Swine acute diarrhea syndrome coronavirus (SADS-CoV), an emerging alphacoronavirus, leads to fatal diarrhea in piglets and exhibits broad cross-species transmission potential. Bone marrow stromal cell antigen 2 (BST2) is an IFN-induced host protein known to restrict a wide range of enveloped viruses. Previous studies have shown that BST2 inhibits Porcine epidemic diarrhea virus (PEDV) replication through the selective autophagy pathway, suggesting a novel mechanism for its antiviral activity. Given that SADS-CoV and PEDV are phylogenetically related alphacoronaviruses, we hypothesized that BST2 may employ a similar mechanism to antagonize SADS-CoV infection.

To test this hypothesis, we employed TurboID-based proximity labeling combined with co-immunoprecipitation and Western blot analysis. Our results demonstrated that BST2 binds to the SADS-CoV nucleocapsid (N) protein and promotes its degradation, resulting in a significant reduction in viral replication.
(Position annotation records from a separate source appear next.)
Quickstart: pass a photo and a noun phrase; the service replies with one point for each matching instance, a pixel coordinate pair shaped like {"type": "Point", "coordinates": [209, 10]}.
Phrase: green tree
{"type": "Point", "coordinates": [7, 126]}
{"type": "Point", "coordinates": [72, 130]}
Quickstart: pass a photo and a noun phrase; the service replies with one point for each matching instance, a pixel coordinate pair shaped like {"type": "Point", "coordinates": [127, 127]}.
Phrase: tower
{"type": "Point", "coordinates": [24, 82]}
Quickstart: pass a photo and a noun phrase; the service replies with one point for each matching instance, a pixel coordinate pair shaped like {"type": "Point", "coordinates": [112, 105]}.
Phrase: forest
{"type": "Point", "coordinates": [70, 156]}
Further virological assays showed that overexpression of BST2 significantly reduced viral titers, whereas BST2 knockout enhanced viral replication.
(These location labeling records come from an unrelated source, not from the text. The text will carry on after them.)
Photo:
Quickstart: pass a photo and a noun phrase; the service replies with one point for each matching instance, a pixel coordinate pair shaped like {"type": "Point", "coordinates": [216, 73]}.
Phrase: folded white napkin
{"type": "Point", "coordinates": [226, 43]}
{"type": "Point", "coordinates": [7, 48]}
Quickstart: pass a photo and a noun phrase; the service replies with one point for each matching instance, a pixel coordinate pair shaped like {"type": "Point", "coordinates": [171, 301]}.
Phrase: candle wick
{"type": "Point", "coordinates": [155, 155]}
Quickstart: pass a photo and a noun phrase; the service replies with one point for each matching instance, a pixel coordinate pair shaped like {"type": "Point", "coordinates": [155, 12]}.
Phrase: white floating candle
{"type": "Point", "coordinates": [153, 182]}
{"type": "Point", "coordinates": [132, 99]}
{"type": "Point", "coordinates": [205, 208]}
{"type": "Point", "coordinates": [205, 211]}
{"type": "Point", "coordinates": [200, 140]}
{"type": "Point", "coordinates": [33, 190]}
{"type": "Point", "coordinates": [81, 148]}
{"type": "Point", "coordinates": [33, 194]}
These findings establish BST2 as a key host restriction factor against SADS-CoV and reveal a novel antiviral mechanism targeting the viral nucleocapsid. This work advances our understanding of innate immune defenses against coronaviruses and highlights BST2’s potential as a target for developing interventions aimed at enhancing antiviral responses in swine and mitigating zoonotic risks.